Take the definition of Gross Domestic Product (GDP) for example, widely used as a measure of the economic health of the country. Anything that you do for yourself is not included in GDP, such as taking care of your own children, mowing your own lawn, doing your own repairs, or cooking your own meals. Yet these activities bring great value to a society.
If, for some reason, we could eliminate car accidents in the United States our GDP would be reduced by over 1% as cars do not need repair, passengers do not require emergency medical care, and lawyers are not contracted to sue for damages. Eliminating car accidents would be of great economic value to our society, and then the exact opposite is what is valued by the government economic statistics.
Even worse, the definition of GDP is based on adding factors among which are Consumption (currently 70%) and Government Spending (currently 25%). Neither of these should be increased in order to increase the economic health of a country, and yet that is what policy makers aim to do based on a faulty definition of national health.
This definition of the health of an economy reflects a very politicized view of economics.
And yet, despite all its limitations, GDP, rather than a preferable measure, remains the influential statistic politicians seek to improve.
5. Centralized data collection encourages the hubris of centralized planning.

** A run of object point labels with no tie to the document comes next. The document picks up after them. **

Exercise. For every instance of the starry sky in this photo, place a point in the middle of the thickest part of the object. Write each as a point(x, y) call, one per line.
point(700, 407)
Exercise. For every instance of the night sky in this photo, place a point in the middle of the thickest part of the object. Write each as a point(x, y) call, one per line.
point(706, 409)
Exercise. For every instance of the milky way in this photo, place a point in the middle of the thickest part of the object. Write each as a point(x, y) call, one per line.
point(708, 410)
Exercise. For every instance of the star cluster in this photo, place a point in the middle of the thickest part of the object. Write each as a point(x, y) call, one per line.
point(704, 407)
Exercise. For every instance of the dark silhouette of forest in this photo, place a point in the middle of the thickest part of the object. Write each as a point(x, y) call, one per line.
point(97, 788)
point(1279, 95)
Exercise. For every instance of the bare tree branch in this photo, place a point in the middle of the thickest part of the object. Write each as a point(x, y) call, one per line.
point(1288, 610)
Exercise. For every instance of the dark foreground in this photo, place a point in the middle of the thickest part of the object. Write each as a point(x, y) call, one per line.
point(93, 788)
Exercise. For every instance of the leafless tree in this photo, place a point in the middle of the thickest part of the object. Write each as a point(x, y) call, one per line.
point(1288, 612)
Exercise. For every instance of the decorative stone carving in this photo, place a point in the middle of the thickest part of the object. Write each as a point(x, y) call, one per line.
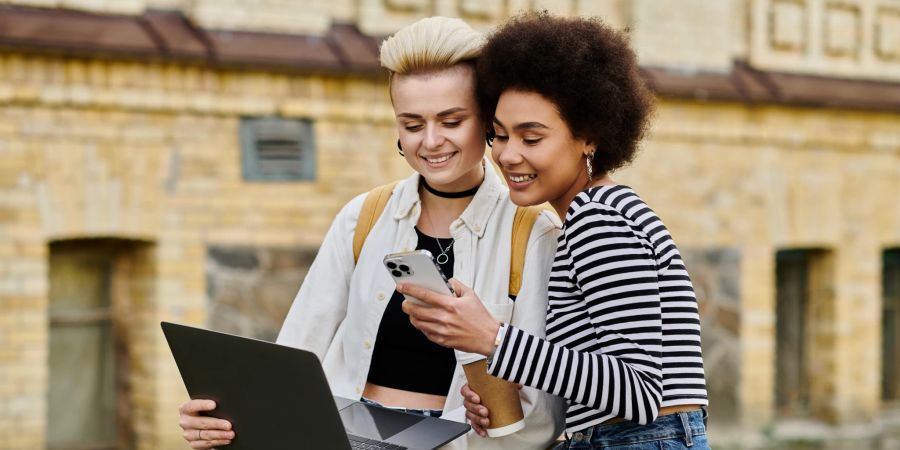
point(842, 30)
point(837, 38)
point(887, 33)
point(788, 25)
point(408, 5)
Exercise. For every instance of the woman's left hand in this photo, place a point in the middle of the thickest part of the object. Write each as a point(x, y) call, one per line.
point(462, 323)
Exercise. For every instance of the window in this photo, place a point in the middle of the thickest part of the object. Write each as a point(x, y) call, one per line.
point(791, 297)
point(890, 338)
point(88, 398)
point(277, 149)
point(805, 314)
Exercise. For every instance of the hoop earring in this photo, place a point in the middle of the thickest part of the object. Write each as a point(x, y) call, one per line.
point(590, 166)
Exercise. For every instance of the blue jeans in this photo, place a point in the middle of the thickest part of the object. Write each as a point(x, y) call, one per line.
point(679, 431)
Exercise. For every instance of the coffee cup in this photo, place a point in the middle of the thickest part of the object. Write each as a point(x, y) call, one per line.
point(499, 396)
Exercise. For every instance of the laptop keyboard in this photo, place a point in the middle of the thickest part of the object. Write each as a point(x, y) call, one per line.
point(361, 443)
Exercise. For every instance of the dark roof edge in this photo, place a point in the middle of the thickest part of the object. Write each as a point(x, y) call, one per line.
point(168, 36)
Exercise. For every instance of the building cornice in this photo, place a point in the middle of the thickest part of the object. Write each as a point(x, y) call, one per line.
point(168, 36)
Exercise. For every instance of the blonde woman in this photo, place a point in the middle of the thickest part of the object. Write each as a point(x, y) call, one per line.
point(456, 207)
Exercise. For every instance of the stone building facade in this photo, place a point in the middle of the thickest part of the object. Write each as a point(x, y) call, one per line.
point(774, 159)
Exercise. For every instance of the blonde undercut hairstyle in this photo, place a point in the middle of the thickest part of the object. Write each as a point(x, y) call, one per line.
point(430, 44)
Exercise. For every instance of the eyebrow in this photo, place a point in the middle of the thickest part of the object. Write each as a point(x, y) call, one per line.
point(524, 125)
point(443, 113)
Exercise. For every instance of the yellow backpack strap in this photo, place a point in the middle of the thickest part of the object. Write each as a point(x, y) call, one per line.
point(523, 222)
point(372, 208)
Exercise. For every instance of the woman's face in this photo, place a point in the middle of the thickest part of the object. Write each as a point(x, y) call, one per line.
point(441, 133)
point(536, 152)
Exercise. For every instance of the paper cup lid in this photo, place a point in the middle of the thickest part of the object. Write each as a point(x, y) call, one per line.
point(464, 358)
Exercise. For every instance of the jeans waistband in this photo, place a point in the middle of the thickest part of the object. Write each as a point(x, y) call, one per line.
point(684, 425)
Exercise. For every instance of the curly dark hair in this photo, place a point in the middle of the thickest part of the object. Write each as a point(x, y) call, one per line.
point(583, 66)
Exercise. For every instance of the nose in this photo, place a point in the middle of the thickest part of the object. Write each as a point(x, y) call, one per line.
point(505, 154)
point(433, 137)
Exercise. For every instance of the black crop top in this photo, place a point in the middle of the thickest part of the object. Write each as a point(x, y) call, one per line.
point(403, 357)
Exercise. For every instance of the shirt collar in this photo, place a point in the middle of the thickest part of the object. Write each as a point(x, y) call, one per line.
point(476, 214)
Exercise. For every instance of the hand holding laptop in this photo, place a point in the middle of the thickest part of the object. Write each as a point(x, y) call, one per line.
point(203, 432)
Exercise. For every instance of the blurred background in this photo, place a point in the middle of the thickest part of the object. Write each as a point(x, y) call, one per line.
point(181, 160)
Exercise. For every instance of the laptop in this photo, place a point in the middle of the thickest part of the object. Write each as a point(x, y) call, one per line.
point(277, 397)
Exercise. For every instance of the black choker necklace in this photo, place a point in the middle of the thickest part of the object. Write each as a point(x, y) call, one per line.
point(466, 193)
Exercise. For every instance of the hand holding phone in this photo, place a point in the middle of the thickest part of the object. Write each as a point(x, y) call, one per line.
point(418, 267)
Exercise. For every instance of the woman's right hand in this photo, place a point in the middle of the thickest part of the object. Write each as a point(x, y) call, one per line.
point(475, 411)
point(203, 432)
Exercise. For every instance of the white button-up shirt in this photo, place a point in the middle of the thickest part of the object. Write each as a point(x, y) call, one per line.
point(338, 309)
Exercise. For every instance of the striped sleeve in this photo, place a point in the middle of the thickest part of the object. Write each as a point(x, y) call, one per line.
point(604, 326)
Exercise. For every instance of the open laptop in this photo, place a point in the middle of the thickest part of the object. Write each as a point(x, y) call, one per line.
point(277, 397)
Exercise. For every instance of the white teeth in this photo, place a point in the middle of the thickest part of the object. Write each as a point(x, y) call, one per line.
point(522, 178)
point(439, 160)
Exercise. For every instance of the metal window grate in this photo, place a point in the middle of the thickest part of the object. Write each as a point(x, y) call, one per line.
point(277, 149)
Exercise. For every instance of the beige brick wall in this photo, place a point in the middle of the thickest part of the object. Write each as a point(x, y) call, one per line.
point(849, 39)
point(151, 152)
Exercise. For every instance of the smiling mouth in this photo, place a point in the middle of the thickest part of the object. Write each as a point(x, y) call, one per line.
point(522, 178)
point(438, 159)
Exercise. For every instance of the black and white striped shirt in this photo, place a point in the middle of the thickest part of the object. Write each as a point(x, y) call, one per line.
point(623, 328)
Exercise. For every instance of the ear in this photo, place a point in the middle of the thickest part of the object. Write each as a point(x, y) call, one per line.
point(588, 148)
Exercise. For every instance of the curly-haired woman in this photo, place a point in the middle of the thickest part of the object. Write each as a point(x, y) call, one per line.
point(622, 342)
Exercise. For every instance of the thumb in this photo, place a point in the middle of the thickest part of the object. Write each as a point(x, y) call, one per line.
point(459, 288)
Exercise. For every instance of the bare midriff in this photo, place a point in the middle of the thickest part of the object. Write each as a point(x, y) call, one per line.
point(403, 399)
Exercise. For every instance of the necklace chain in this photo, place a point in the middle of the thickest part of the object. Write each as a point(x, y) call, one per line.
point(442, 258)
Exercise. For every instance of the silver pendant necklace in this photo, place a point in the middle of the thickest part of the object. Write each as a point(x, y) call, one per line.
point(441, 258)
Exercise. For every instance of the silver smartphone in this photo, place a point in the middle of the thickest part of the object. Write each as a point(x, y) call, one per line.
point(419, 268)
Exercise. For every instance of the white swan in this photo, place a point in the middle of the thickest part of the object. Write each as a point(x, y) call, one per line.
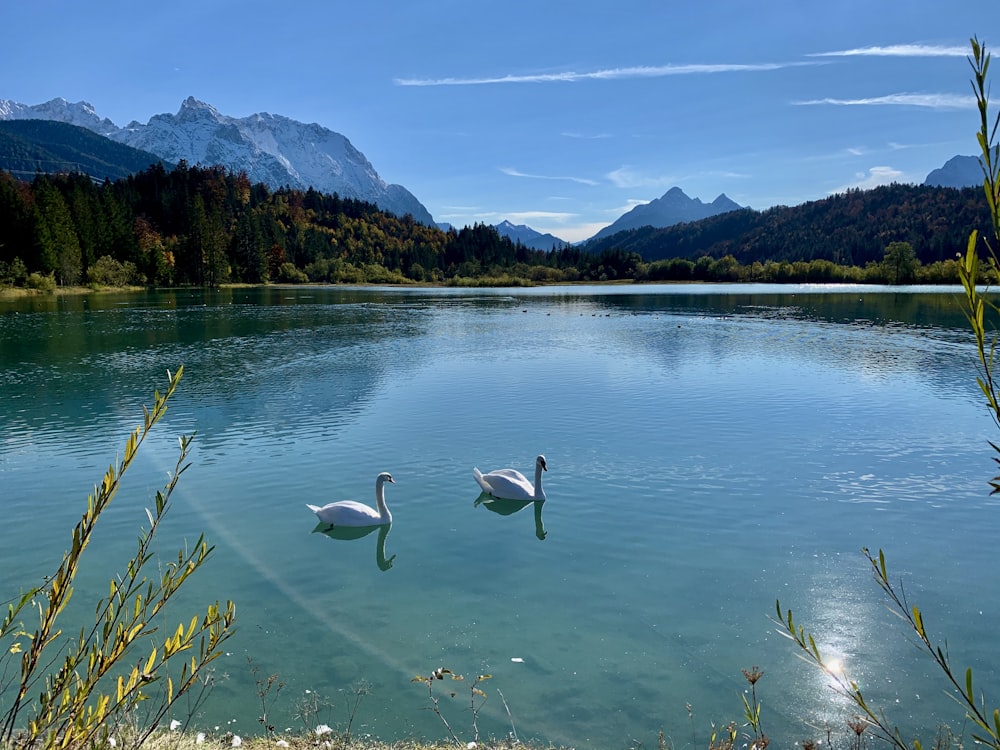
point(510, 484)
point(352, 513)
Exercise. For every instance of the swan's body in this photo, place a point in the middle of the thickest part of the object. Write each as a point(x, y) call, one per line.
point(510, 484)
point(353, 514)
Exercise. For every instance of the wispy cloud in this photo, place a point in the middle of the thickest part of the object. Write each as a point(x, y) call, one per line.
point(516, 173)
point(874, 177)
point(595, 136)
point(932, 101)
point(559, 217)
point(606, 74)
point(626, 177)
point(899, 50)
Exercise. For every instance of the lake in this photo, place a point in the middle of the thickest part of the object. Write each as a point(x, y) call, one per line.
point(710, 449)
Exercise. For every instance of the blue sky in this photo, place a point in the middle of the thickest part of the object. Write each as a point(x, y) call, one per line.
point(559, 115)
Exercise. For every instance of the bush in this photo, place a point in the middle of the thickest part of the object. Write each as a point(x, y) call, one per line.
point(59, 693)
point(41, 283)
point(107, 271)
point(289, 274)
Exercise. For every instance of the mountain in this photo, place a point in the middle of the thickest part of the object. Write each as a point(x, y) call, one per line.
point(275, 150)
point(673, 207)
point(851, 228)
point(958, 172)
point(31, 146)
point(528, 236)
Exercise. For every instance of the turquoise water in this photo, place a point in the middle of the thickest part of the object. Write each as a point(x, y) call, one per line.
point(710, 450)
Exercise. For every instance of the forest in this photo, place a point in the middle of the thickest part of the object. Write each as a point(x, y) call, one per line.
point(204, 226)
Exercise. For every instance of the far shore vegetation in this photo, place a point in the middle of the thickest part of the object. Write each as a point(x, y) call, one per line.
point(139, 676)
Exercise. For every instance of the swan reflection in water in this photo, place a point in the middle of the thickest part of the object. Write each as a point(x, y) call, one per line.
point(348, 533)
point(505, 507)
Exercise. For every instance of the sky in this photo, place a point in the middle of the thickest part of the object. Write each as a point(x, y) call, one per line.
point(559, 115)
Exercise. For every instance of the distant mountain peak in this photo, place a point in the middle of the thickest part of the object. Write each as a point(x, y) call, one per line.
point(277, 151)
point(957, 172)
point(527, 236)
point(673, 207)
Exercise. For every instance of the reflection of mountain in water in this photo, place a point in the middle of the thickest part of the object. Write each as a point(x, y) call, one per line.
point(832, 326)
point(505, 507)
point(266, 360)
point(351, 533)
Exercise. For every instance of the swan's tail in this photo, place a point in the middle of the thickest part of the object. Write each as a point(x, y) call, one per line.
point(480, 481)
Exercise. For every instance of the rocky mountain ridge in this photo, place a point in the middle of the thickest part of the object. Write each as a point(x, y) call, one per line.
point(275, 150)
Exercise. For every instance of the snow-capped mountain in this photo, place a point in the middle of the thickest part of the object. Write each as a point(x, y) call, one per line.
point(673, 207)
point(529, 237)
point(272, 149)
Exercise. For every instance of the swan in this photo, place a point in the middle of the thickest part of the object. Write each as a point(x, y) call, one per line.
point(352, 513)
point(510, 484)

Megan Russel has written a wonderful critique of Jason Voss’s mistaken series “Where Markets Fail”. In her first article in the series, “Part 1: The Markets Fail Centralized Planning“, she writes:
Translating this quote out of economic terms, Voss is saying that if someone were to have a complete understanding of a thing’s actual value throughout all of time, then instead of utilizing capitalism to set the price, we could just use that all-knowing person’s price.
The problem is that there is no such thing as The Price Preeminent, the actual value, or even a correct price for a product. …
“Actual price,” “The Price Preeminent,” or even “an omniscient price that represents the market clearing price not just for current supply and demand, but for all time” are all confused statements. There is no price except for clearing price, the agreed upon price between buyers and sellers.
Most all of Voss’s mistakes are because at heart he believes in some form of centralized planning. And centralized planners believe that with enough data they would know what is right for society as a whole. And if they believe that something is right for society, they will use the threat of governmental violence to force their idea on everyone else.
No centralized economy is efficient. In any non-trivial economy, detailed dispersed knowledge is required and yet unavailable. Imagine trying to run your own body via centralized planning by specifying what each cell is supposed to do. No amount of real-time CAT scan would be sufficient to keep you alive.
And if you believe as true free market advocates believe, that each individual making her own decisions free of government coercion best allocates goods and services, then none of this data matters. Any time and effort spent collecting it by those who are not making individual decisions is a waste of time. And it is part of the fatal conceit of centralized planners to believe that it is better to remove choices and force solutions on society.
For all these reasons, the burden of mandatory government data collection should be opposed whenever possible.